Italo, um jovem de 36 anos, também teve que enfrentar outra realidade em 2010 quando sofreu um acidente e queimou 40% do corpo. “Eu queimei com gasolina na Terra Viva, onde eu trabalhava. Eu estava pintando umas ferragens e um rapaz passou com a gasolina perto da solda, e quando o fogo pegou, no susto, ele jogou a lata para trás e caiu no meu braço.” Foram mais de cinco cirurgias para a reconstituição dos tecidos, e assim como Enio, Italo também precisou perceber que não estava sozinho nessa nova jornada.

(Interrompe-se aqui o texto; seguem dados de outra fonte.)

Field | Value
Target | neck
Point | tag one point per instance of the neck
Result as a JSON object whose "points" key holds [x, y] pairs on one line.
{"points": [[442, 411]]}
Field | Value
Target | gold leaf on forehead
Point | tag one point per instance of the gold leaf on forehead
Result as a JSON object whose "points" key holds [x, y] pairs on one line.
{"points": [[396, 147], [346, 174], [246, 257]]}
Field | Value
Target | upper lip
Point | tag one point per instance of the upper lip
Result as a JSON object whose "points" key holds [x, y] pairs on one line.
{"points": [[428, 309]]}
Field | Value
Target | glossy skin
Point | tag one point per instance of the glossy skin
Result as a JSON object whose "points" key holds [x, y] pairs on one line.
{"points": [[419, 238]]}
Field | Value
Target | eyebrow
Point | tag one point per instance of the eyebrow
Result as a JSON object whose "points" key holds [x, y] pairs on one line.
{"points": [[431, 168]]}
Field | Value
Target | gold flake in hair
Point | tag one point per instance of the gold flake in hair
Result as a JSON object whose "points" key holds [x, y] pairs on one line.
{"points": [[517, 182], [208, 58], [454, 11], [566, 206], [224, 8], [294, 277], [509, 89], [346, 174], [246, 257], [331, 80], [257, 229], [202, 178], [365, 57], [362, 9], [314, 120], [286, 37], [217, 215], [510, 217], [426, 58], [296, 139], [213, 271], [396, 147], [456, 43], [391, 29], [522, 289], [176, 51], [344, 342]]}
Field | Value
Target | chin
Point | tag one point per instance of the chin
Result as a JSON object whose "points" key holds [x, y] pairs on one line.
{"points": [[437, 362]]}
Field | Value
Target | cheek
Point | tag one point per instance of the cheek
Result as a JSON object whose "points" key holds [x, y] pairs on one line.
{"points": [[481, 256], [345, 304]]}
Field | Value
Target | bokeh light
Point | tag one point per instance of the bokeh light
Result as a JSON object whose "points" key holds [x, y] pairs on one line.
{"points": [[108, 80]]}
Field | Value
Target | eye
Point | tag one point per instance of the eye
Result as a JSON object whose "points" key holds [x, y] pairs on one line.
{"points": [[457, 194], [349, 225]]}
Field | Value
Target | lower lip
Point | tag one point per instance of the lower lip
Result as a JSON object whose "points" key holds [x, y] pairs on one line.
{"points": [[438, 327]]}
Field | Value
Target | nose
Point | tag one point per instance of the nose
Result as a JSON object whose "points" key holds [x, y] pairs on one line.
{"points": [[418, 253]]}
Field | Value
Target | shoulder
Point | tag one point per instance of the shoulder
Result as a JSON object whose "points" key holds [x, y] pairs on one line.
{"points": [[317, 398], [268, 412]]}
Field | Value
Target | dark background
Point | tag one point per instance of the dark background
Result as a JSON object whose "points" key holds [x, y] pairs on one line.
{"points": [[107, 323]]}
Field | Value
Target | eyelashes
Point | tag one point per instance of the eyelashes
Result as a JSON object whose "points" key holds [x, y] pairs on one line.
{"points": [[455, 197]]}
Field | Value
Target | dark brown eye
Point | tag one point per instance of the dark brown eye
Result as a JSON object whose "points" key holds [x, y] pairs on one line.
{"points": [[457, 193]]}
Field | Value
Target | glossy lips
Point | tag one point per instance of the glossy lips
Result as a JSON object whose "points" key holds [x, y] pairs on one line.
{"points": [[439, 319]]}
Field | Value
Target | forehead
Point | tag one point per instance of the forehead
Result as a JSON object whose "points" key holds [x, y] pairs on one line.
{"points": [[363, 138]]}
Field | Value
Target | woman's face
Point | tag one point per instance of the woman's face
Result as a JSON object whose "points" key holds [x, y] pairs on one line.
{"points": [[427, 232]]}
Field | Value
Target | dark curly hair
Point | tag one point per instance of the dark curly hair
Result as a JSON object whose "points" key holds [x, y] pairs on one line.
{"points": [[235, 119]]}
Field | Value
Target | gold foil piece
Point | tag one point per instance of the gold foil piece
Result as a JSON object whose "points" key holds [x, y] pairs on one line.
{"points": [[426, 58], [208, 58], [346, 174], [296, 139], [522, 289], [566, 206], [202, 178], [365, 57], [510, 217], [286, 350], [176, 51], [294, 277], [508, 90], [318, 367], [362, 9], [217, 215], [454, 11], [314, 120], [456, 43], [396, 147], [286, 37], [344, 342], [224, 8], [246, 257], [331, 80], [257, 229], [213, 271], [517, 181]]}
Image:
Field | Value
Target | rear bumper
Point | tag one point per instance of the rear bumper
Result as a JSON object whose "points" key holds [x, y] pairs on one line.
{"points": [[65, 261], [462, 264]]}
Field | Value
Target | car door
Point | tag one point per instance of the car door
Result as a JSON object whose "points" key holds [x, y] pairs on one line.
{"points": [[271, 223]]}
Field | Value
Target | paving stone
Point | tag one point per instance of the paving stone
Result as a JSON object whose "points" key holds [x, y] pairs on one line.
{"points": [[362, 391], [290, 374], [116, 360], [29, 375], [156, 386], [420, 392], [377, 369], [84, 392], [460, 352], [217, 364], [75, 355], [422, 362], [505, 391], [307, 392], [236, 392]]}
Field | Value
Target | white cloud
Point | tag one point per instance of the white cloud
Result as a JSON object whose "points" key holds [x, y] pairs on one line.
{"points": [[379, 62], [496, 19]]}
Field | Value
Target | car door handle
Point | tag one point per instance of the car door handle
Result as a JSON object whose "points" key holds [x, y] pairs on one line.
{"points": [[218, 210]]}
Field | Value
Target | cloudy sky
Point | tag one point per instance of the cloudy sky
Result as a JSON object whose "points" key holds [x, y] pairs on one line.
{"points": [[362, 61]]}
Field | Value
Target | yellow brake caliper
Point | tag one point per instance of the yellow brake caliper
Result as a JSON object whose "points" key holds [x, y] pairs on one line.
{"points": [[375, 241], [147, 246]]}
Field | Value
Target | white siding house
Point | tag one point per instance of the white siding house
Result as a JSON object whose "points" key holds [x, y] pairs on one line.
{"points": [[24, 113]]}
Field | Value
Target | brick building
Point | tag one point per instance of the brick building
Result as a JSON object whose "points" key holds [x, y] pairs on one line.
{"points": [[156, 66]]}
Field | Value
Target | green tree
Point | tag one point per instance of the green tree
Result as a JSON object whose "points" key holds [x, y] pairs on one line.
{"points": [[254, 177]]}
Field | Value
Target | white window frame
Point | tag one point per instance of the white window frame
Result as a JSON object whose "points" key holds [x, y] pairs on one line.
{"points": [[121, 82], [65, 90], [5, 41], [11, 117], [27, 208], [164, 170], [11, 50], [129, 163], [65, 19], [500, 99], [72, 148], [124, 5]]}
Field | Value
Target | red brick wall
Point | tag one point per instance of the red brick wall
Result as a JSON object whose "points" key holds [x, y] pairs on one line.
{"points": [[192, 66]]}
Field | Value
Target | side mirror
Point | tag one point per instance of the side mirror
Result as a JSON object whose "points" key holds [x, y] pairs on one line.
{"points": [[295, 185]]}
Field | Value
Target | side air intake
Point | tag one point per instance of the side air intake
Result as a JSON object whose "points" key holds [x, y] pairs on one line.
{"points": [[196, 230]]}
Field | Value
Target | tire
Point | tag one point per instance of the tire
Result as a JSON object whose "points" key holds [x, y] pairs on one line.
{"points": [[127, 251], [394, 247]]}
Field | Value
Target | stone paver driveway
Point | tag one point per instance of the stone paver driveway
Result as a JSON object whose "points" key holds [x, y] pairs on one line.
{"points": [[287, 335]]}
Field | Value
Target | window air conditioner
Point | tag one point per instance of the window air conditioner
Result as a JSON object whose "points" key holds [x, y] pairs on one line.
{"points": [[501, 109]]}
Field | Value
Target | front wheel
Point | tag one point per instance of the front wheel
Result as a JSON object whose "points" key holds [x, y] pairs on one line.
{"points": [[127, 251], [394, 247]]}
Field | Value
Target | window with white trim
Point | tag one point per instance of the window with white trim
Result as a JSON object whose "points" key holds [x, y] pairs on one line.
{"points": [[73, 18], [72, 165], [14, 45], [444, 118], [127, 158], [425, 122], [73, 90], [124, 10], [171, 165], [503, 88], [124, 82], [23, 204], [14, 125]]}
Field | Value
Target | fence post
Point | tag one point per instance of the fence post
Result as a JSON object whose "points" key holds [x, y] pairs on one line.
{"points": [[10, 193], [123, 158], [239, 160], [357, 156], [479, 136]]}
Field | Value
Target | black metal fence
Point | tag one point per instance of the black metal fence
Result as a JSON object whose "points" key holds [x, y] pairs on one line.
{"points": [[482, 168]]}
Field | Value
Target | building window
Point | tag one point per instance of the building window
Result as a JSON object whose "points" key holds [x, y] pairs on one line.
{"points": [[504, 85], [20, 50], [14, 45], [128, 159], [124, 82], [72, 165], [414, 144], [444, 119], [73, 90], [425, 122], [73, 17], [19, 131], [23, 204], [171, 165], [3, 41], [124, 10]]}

E tudo começou a mudar quando foi convidado pelo Bruno, um vizinho e professor no Uniaraxá, para conhecer o projeto da FADA na faculdade. Destino ou plano de Deus, foi aí que os caminhos se encontraram. Enio, que já participava de algumas competições de corrida, foi um incentivo para que Italo se recuperasse e encontrasse um novo olhar para a vida. “Eu aprendi com o Enio que essa queimadura minha não chega nem perto de perder a visão. Isso, para mim, foi um aprendizado de Deus para eu dar valor às mínimas coisas da vida, à família, aos amigos. Com ele, aprendi a enxergar a vida pelo lado bom.”

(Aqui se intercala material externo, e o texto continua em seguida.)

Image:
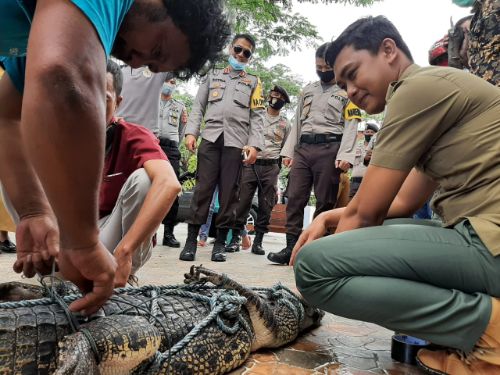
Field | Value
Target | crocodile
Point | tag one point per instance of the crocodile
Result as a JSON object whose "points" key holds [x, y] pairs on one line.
{"points": [[210, 325]]}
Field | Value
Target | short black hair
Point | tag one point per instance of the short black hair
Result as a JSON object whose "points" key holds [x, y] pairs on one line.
{"points": [[116, 72], [207, 29], [320, 52], [247, 37], [366, 33], [462, 20]]}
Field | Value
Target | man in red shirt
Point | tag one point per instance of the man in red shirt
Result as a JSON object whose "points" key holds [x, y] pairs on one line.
{"points": [[138, 186]]}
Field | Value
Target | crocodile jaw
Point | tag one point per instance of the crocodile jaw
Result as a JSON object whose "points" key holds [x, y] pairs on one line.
{"points": [[264, 337]]}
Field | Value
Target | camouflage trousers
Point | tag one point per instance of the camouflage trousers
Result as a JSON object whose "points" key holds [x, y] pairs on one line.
{"points": [[484, 45]]}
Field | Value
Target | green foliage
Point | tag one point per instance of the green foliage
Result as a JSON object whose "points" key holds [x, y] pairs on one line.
{"points": [[276, 28], [351, 2]]}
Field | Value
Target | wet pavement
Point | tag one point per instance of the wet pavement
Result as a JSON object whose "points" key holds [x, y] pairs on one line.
{"points": [[339, 346]]}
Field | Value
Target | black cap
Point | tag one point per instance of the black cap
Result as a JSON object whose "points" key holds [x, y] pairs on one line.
{"points": [[282, 91]]}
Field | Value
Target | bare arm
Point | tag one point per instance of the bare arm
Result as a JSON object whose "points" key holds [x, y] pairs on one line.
{"points": [[37, 235], [63, 116], [386, 193], [414, 192], [62, 123], [159, 199]]}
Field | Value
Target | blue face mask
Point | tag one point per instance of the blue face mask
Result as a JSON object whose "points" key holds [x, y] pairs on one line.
{"points": [[464, 3], [235, 64], [167, 90]]}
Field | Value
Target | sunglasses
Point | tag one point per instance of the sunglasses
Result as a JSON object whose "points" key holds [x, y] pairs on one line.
{"points": [[239, 49]]}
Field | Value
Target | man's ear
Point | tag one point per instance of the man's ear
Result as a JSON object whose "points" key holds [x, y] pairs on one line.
{"points": [[389, 49]]}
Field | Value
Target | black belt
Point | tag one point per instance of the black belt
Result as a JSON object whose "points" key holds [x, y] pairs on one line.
{"points": [[356, 179], [168, 142], [267, 161], [320, 138]]}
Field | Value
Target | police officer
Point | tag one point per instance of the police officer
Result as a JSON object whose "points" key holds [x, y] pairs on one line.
{"points": [[361, 161], [320, 146], [171, 122], [231, 103], [264, 173]]}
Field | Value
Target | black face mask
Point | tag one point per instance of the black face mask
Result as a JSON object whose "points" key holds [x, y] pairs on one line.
{"points": [[276, 103], [327, 76]]}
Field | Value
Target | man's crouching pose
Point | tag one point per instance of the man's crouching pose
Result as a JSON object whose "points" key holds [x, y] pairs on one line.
{"points": [[438, 282], [138, 186]]}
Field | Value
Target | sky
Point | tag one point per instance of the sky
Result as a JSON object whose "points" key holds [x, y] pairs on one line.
{"points": [[421, 23]]}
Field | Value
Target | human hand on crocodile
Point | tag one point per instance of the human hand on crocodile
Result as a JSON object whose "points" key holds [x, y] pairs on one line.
{"points": [[37, 240], [92, 269]]}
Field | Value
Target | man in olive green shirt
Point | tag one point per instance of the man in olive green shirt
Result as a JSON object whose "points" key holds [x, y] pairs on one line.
{"points": [[436, 282]]}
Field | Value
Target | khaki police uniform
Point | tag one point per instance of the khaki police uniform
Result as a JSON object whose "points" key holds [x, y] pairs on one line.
{"points": [[171, 129], [263, 175], [232, 106], [425, 279], [324, 130], [358, 167]]}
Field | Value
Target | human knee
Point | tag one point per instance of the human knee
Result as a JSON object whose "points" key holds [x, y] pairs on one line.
{"points": [[137, 185], [306, 275]]}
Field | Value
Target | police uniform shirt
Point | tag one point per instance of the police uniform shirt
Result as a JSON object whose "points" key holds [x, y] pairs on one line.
{"points": [[141, 93], [445, 122], [359, 167], [325, 109], [170, 121], [231, 102], [276, 129]]}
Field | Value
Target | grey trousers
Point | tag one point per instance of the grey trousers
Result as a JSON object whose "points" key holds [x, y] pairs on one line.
{"points": [[420, 279], [114, 226]]}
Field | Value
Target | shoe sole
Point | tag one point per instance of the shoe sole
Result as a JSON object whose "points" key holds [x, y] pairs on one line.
{"points": [[429, 370]]}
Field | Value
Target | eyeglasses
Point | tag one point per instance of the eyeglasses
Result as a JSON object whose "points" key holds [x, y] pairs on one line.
{"points": [[239, 49]]}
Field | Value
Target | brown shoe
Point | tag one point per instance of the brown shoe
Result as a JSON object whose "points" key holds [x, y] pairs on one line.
{"points": [[445, 362]]}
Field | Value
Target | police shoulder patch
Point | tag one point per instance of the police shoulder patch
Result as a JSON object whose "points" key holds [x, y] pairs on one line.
{"points": [[352, 112], [257, 100]]}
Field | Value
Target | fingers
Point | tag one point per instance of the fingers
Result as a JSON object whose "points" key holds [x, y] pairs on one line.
{"points": [[94, 300], [301, 241], [52, 245]]}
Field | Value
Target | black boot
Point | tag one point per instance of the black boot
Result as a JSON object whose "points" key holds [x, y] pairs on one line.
{"points": [[234, 245], [283, 256], [219, 245], [168, 236], [257, 244], [189, 251]]}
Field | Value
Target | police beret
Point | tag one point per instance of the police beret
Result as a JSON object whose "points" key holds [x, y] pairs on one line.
{"points": [[372, 126], [282, 91]]}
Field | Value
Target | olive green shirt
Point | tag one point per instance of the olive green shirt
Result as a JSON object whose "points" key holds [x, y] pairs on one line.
{"points": [[446, 123]]}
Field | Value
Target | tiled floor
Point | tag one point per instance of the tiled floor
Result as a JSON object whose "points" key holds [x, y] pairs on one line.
{"points": [[339, 346]]}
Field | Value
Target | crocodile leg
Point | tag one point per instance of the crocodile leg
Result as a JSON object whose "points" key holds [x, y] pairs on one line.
{"points": [[122, 343]]}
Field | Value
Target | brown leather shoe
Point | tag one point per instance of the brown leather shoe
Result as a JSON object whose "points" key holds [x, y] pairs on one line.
{"points": [[445, 362]]}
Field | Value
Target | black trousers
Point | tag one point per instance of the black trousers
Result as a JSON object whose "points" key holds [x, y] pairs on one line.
{"points": [[217, 165], [174, 156], [268, 177], [313, 165]]}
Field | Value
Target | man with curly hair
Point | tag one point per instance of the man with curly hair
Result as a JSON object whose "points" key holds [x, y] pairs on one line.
{"points": [[55, 52]]}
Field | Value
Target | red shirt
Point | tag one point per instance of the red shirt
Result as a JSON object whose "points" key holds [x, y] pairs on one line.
{"points": [[132, 146]]}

Italo é guia voluntário de Enio há sete anos. A sintonia entre os amigos é grande, porém quase imperceptível. Durante a corrida não há conversas, é com um singelo movimento das mãos seguradas por uma guia, buchinha de cabelo, que a direção é decidida. “Ele é um ótimo guia e tem muita paciência. Para guiar um deficiente na corrida tem que ter muita agilidade, tem que me tirar o medo e passar confiança, e ele me passa essa confiança.”
Enio participa do golbol duas vezes por semana, e a dupla treina três vezes junta para conseguirem subir ao pódio nos 10 quilômetros. Já são cerca de 140 medalhas e diversos troféus que enfeitam a estante da sala. E, claro, uma amizade que é o maior prêmio. Sonhar, nunca desistir. É o grito de força quando o corpo não quer mais ir adiante. É o lema de Enio e Italo. As pernas avançam, juntas, no mesmo ritmo, no mesmo desejo de chegar. Não é só uma questão de ultrapassar a linha de chegada, mas de vencer a si mesmo, os próprios medos, os preconceitos. Esta é uma história de amizade e superação que faz acreditar que o mundo é muito melhor quando se tem amigos e o esporte. “Se eu não tivesse o esporte e o Italo, acho que hoje eu nem estaria aqui para contar esta história”, finaliza.